Learning from Failures (Narration Edition)

As I've mentioned before, I think there's a pedagogical value - for our students and for ourselves - in approaching failures as opportunities to learn. This holds true whether we think they're genuine failures or merely seeming failures. For instance, and I know some people will disagree with this assessment, I find Cruising to be a screenwriting and directing failure because it hinges on a character epiphany it is only fitfully able to show, but this inability reveals how both classical and art films normally handle character epiphany.

Or, there's this user-board reaction to a giallo film, Case of the Bloody Iris:
"The Case Of The Bloody Iris" is a movie filled with so many stupid and cheesy moments that it's impossible to list them all here (just an example: a bloody corpse is discovered in the elevator of a high-rise apartment building while the sun is still up; after several hours, the night has fallen, a woman tries to get into the elevator, and the corpse is still there, lying at the exact same spot - apparently none of the tenants cared enough to call the police).

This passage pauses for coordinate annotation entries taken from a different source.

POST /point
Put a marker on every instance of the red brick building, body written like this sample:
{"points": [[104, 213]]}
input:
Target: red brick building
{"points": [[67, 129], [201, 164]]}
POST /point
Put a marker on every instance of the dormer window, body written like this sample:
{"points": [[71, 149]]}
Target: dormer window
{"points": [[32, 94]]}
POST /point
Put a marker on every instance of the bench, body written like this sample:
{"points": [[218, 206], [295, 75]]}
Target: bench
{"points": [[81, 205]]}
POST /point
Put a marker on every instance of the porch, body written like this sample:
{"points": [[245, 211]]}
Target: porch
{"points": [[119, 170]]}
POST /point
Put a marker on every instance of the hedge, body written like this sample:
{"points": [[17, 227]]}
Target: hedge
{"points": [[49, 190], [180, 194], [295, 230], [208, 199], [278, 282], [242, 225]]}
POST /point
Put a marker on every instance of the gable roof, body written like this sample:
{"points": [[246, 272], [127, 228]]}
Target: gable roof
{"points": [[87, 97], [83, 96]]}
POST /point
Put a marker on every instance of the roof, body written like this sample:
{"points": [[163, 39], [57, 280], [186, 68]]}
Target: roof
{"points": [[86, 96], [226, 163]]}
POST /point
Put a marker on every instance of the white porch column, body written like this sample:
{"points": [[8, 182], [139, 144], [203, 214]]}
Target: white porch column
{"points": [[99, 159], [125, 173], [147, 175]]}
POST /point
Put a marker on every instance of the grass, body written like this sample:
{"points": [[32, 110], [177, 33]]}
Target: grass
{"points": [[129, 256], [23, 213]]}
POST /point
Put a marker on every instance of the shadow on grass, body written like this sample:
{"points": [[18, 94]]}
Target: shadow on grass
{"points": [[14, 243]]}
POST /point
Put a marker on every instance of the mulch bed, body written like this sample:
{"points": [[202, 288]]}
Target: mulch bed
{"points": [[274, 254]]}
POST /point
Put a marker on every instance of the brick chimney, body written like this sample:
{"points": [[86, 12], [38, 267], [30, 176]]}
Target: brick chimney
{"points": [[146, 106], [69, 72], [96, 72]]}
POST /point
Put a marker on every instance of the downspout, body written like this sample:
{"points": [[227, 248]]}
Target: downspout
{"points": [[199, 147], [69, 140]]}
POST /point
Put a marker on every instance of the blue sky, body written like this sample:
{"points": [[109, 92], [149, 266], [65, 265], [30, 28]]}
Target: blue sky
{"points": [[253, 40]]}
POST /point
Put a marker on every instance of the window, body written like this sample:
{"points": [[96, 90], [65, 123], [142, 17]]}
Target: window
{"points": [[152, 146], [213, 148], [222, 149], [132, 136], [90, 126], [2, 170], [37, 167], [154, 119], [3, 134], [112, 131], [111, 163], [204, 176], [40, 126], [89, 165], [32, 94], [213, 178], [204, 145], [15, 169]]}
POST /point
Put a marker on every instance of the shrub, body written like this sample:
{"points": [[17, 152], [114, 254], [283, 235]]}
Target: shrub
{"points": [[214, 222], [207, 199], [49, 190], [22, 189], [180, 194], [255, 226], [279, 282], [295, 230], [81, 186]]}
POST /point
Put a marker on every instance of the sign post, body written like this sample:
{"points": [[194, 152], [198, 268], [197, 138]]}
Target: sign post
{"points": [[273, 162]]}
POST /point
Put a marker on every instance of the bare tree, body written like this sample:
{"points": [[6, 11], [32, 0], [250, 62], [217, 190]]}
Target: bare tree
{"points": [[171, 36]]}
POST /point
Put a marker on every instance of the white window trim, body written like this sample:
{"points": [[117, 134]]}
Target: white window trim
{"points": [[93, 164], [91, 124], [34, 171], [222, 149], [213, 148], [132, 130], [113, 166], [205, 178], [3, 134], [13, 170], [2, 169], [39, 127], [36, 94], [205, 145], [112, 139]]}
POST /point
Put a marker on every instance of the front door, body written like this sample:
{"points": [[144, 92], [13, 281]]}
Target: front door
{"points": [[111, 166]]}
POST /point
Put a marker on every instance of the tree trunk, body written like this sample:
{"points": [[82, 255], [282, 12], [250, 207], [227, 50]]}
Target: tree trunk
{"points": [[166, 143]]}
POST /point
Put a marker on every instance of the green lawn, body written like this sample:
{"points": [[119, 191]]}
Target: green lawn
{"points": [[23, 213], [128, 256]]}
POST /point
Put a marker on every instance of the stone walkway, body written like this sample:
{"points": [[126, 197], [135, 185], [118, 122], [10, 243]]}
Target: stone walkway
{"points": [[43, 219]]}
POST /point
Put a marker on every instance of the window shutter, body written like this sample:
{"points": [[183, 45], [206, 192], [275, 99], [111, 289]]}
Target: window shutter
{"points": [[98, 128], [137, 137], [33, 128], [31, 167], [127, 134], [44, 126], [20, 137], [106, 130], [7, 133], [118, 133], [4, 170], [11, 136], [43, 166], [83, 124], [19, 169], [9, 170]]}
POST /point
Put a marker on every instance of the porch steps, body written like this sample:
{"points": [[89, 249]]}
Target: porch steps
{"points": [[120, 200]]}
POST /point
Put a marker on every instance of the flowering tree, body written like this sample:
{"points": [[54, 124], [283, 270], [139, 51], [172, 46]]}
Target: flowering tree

Thing is, in the film it's not that the body remains in the elevator for several hours, but that the narration flashes back or maybe gives a psychological insert. For those of trained to read art cinema techniques, this seems obvious, but the review suggests it's not obvious at all. This would corroborate David Bordwell's point, and the cognitivists', that narrational decoding involves learned schema on the spectator's part. At the same time, I'm curious why these schema should be apprehendable to some and not to others.